The World Health Organization declared the coronavirus outbreak a pandemic on Wednesday.

"In the past two weeks the number of cases outside China has increased 13-fold and the number of affected countries has tripled," WHO Director-General Dr. Tedros Adhanom Ghebreyesus said in Geneva on Wednesday. "In the days and weeks ahead, we expect to see the number of cases, the number of deaths and the number of affected countries to climb even higher."

Later, Trump suspended travel from Europe to the United States for 30 days, sending a shockwave through financial markets that pushed U.S. stock markets into bear market territory.

The S&P 1500 airlines index plunged 10.1 percent with cruise liners Carnival Corp and Royal Caribbean Cruises Ltd. shedding 17 percent and 24 percent, respectively.

Boeing slumped another 15 percent after J. P. Morgan cut its long-term "overweight" rating on the planemaker's shares.
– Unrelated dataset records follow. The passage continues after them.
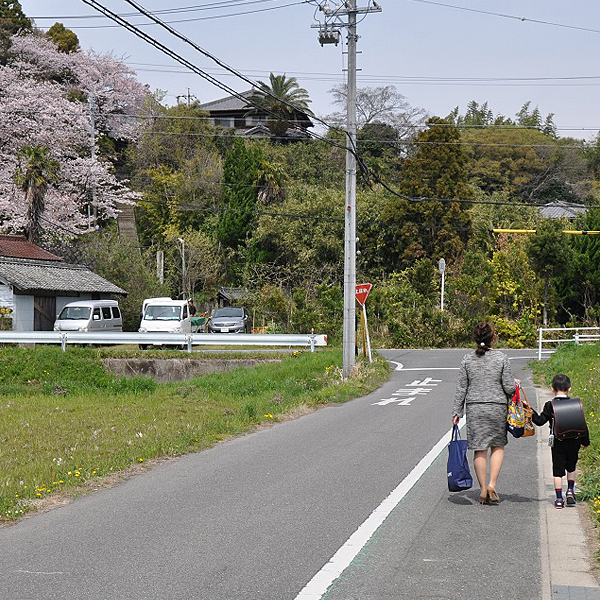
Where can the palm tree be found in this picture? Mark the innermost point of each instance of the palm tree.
(37, 172)
(282, 97)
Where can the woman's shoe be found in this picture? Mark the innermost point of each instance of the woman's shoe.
(493, 494)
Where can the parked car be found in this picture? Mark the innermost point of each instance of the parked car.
(229, 320)
(90, 315)
(163, 315)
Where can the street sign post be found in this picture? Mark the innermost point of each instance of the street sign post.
(442, 267)
(362, 291)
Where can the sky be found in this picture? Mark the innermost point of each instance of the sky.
(439, 55)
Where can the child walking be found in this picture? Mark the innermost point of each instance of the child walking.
(564, 452)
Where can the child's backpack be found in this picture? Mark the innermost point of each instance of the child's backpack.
(569, 418)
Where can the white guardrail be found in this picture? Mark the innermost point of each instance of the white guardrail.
(579, 336)
(182, 340)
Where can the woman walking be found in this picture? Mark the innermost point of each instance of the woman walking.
(484, 385)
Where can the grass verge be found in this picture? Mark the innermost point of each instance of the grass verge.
(582, 365)
(65, 422)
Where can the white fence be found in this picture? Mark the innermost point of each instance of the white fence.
(578, 335)
(182, 340)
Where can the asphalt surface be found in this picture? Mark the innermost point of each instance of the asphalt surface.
(259, 516)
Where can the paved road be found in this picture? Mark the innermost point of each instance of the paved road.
(258, 517)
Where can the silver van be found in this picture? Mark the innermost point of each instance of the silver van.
(90, 315)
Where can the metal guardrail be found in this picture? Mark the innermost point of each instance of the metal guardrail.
(577, 337)
(184, 340)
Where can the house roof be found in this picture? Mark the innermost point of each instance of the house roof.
(17, 246)
(562, 210)
(232, 294)
(228, 103)
(232, 104)
(26, 275)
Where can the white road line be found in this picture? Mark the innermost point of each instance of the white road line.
(316, 588)
(39, 572)
(429, 369)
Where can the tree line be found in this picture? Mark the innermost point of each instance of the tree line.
(267, 215)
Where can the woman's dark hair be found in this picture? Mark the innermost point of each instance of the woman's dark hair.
(484, 337)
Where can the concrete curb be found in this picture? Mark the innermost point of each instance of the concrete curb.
(567, 564)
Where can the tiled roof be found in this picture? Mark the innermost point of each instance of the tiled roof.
(562, 210)
(17, 246)
(232, 293)
(228, 103)
(60, 277)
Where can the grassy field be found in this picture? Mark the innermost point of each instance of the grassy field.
(66, 422)
(582, 365)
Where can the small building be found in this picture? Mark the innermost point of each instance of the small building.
(562, 210)
(234, 113)
(35, 285)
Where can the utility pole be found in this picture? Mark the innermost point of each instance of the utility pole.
(329, 33)
(92, 209)
(188, 96)
(182, 242)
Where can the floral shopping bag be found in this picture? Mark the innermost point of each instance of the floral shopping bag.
(515, 419)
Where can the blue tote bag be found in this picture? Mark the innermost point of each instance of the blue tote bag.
(459, 476)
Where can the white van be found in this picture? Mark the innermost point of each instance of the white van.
(90, 315)
(165, 316)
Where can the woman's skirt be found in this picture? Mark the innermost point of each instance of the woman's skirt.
(486, 425)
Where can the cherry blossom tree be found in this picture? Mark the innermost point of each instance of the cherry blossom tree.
(63, 103)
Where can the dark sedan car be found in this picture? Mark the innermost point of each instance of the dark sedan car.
(229, 320)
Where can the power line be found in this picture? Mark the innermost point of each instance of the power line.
(178, 58)
(166, 11)
(195, 19)
(218, 61)
(506, 16)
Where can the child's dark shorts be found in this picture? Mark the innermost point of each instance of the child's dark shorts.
(564, 456)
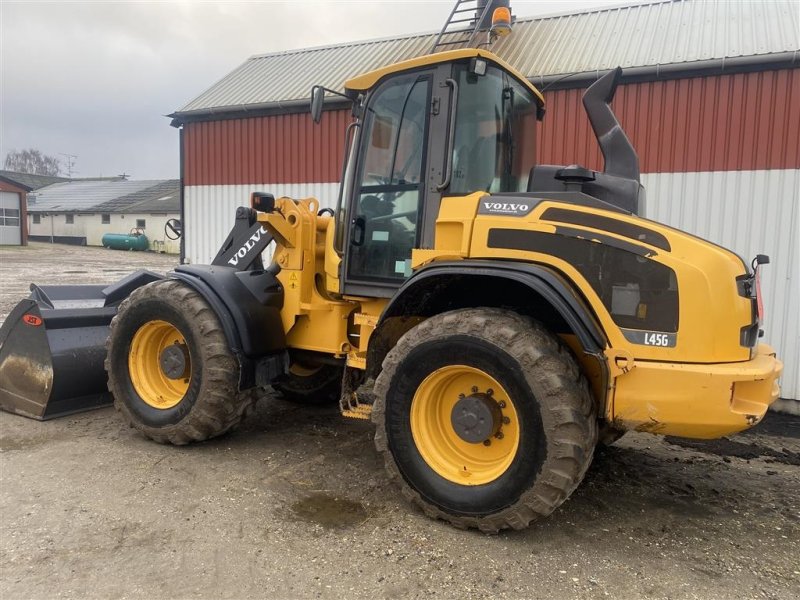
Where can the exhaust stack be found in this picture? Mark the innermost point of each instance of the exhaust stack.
(620, 159)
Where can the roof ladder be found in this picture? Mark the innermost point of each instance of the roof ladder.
(455, 24)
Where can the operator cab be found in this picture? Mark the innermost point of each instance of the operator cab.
(446, 124)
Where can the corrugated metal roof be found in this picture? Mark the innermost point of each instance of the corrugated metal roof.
(83, 196)
(640, 35)
(32, 182)
(164, 197)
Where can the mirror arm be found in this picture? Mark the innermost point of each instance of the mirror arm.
(452, 134)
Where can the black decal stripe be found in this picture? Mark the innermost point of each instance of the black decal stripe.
(548, 243)
(628, 230)
(593, 236)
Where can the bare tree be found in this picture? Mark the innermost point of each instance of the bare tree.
(33, 162)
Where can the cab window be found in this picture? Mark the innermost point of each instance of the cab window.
(388, 181)
(495, 140)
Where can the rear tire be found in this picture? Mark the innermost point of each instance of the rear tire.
(203, 401)
(530, 465)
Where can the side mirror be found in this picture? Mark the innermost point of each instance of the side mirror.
(317, 99)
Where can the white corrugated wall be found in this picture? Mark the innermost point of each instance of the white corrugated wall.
(750, 212)
(210, 211)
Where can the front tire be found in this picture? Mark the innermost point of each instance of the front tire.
(170, 369)
(484, 419)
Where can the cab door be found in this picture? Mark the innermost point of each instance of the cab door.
(394, 180)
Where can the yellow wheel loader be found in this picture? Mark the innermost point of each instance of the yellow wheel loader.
(494, 318)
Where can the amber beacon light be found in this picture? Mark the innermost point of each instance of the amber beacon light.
(501, 21)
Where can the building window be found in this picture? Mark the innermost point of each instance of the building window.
(9, 217)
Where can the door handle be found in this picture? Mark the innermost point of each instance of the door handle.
(359, 231)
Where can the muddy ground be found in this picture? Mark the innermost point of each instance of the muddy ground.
(295, 504)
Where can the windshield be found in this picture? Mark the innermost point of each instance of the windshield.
(494, 147)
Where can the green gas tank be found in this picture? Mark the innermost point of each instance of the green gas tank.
(135, 240)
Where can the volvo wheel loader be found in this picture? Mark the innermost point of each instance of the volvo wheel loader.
(494, 317)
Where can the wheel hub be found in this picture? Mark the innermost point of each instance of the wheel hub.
(173, 361)
(476, 418)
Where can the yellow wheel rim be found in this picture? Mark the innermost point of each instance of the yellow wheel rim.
(144, 365)
(442, 448)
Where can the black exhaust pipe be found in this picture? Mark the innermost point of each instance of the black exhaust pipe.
(620, 158)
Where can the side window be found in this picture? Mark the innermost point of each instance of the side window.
(389, 180)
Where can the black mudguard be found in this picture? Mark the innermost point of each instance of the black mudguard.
(248, 304)
(429, 281)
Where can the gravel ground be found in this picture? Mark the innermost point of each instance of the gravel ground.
(295, 504)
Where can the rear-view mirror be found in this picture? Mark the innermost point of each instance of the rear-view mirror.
(382, 128)
(317, 98)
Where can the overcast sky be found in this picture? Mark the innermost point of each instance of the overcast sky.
(95, 79)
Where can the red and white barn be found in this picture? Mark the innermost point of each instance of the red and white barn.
(710, 99)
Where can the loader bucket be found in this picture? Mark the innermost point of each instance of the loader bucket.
(53, 346)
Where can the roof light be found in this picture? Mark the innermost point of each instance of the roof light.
(501, 21)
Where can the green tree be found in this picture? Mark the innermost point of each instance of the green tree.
(33, 162)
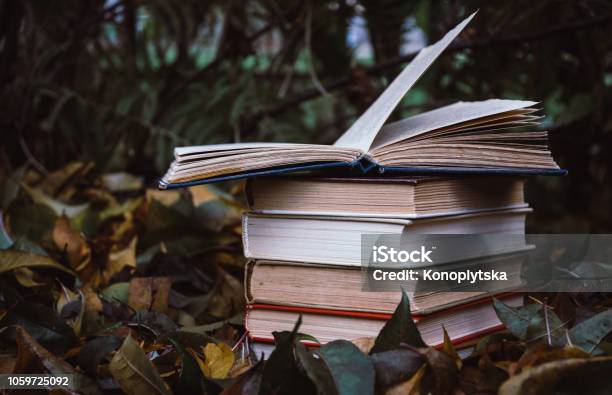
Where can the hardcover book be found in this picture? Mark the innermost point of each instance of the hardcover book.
(338, 240)
(463, 322)
(491, 136)
(385, 197)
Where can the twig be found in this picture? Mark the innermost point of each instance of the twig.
(33, 161)
(379, 68)
(549, 338)
(311, 67)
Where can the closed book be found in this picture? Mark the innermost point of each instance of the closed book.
(463, 322)
(342, 288)
(338, 240)
(390, 197)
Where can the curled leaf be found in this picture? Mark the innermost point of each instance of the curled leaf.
(399, 329)
(12, 260)
(134, 371)
(34, 358)
(219, 359)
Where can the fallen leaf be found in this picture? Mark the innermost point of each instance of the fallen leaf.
(229, 296)
(444, 371)
(248, 383)
(352, 371)
(58, 182)
(589, 333)
(543, 353)
(449, 349)
(146, 293)
(218, 360)
(134, 371)
(400, 328)
(409, 387)
(27, 278)
(121, 182)
(574, 375)
(364, 344)
(316, 369)
(65, 238)
(34, 358)
(60, 208)
(12, 260)
(94, 351)
(42, 322)
(120, 259)
(395, 366)
(281, 373)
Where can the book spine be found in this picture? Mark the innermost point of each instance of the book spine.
(249, 266)
(245, 236)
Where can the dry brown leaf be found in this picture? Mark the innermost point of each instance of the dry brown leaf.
(7, 363)
(229, 297)
(118, 259)
(410, 387)
(219, 359)
(66, 238)
(34, 358)
(364, 344)
(149, 292)
(27, 278)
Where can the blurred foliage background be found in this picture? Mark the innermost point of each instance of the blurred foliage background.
(118, 84)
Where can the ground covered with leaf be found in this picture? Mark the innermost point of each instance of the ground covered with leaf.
(140, 291)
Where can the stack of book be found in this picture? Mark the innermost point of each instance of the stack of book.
(303, 237)
(456, 169)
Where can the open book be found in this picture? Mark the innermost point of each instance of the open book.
(491, 136)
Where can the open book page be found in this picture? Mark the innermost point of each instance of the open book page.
(363, 132)
(444, 117)
(200, 149)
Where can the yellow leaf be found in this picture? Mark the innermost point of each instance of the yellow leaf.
(26, 277)
(219, 359)
(118, 259)
(134, 371)
(79, 253)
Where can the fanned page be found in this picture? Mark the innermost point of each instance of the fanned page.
(444, 117)
(363, 132)
(493, 134)
(204, 162)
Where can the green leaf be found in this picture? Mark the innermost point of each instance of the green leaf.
(117, 292)
(281, 374)
(589, 333)
(516, 320)
(134, 372)
(248, 383)
(353, 371)
(315, 369)
(58, 207)
(191, 374)
(399, 329)
(11, 260)
(528, 323)
(444, 370)
(42, 323)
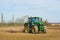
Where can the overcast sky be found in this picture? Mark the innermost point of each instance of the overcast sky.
(47, 9)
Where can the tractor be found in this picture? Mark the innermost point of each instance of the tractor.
(34, 25)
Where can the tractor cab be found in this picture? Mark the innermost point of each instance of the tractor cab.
(31, 24)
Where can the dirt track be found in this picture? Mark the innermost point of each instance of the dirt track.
(52, 34)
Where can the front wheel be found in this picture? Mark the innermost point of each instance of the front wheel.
(35, 29)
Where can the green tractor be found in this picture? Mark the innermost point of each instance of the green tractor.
(34, 25)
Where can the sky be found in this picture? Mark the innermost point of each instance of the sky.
(46, 9)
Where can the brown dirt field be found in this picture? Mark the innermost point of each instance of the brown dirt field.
(52, 34)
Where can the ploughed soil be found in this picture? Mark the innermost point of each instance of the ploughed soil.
(53, 33)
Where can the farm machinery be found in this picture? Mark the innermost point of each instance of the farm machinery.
(34, 25)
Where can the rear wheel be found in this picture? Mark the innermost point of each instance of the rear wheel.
(35, 29)
(26, 29)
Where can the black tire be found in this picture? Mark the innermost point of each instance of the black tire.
(35, 29)
(26, 28)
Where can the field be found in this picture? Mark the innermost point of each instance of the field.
(53, 33)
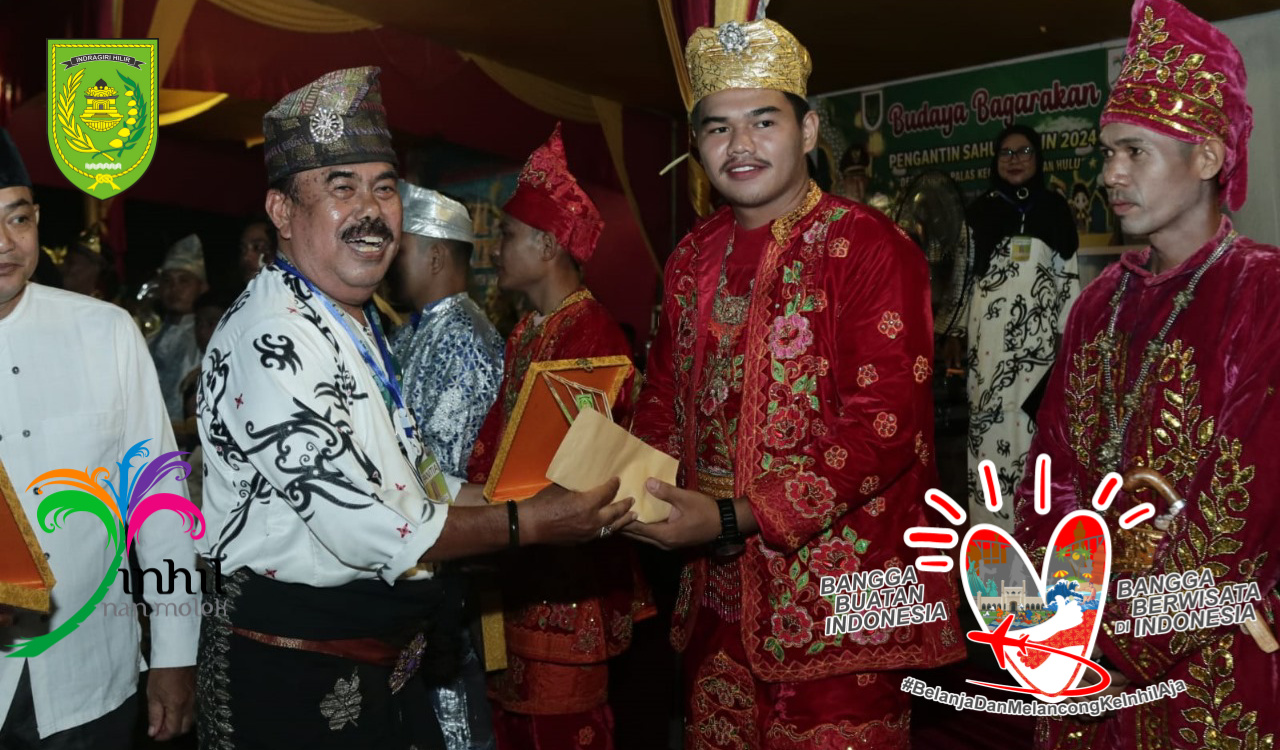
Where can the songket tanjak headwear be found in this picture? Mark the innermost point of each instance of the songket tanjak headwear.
(549, 199)
(759, 54)
(186, 255)
(13, 172)
(336, 119)
(1183, 77)
(429, 214)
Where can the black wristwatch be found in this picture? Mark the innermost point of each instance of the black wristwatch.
(730, 543)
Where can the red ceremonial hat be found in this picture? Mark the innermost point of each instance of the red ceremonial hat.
(549, 199)
(1183, 77)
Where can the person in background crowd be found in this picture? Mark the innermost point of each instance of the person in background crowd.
(173, 347)
(1024, 280)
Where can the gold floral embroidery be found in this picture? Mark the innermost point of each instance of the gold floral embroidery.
(1212, 687)
(723, 705)
(922, 370)
(1194, 101)
(891, 324)
(867, 375)
(886, 425)
(342, 705)
(1083, 398)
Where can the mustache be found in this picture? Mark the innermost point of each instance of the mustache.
(737, 163)
(369, 227)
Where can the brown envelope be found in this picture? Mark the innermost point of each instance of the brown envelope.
(595, 451)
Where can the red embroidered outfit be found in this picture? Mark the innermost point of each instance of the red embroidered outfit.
(800, 382)
(1208, 420)
(567, 611)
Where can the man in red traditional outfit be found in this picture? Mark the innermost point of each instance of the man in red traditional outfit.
(790, 375)
(567, 611)
(1169, 364)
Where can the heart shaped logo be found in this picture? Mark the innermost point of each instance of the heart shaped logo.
(1041, 627)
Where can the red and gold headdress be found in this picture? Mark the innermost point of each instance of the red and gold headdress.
(549, 199)
(1183, 77)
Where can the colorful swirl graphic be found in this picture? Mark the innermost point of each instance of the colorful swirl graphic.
(123, 507)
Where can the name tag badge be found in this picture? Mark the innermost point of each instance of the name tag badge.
(433, 479)
(1020, 248)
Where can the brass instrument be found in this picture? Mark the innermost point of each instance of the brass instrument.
(1138, 544)
(145, 309)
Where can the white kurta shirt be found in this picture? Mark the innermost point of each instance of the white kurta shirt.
(78, 389)
(309, 479)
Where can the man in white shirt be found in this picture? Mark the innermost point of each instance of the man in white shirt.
(325, 512)
(78, 392)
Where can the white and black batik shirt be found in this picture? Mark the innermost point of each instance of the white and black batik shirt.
(309, 480)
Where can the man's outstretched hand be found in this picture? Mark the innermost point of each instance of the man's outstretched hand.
(694, 518)
(561, 516)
The stock, already under pressure from the grounded 737 MAX jets, has lost more than 40 percent this year on the added hit from the virus outbreak.

American Airlines and United Airlines plummeted over 13 percent.

"It's not just the fear of the economy going weak, but basically being on the brink of shutting down," said Dennis Dick, proprietary trader at Bright Trading LLC in Las Vegas.

"It's mass selling across the board (and) we are pricing in a potential to go into another financial crisis."

European shares also plummeted to their lowest in almost four years on Thursday. The benchmark STOXX Europe 600 Index fell 6.3 percent, extending declines to a sixth straight day.

Air France KLM, Lufthansa and British Airways-owner IAG declined between 11.4 percent and 13.5 percent.

Oil prices were also hammered, with both main contracts falling around six percent. The oil market was already under pressure after Saudi Arabia and Gulf partner UAE stepped up a price war with plans to flood the global markets.

The S&P 500 on Monday triggered an automatic 15-minute pause in trading for the first time since the 2008 financial crisis, with the 10-year U.S. Treasury yield tumbling down through 0.5 percent to a record low.

The COVID-19 outbreak, first reported in the city of Wuhan, central China's Hubei Province, last year has already claimed the lives of more than 4,300 people worldwide, with over 110,000 cases confirmed as of Wednesday.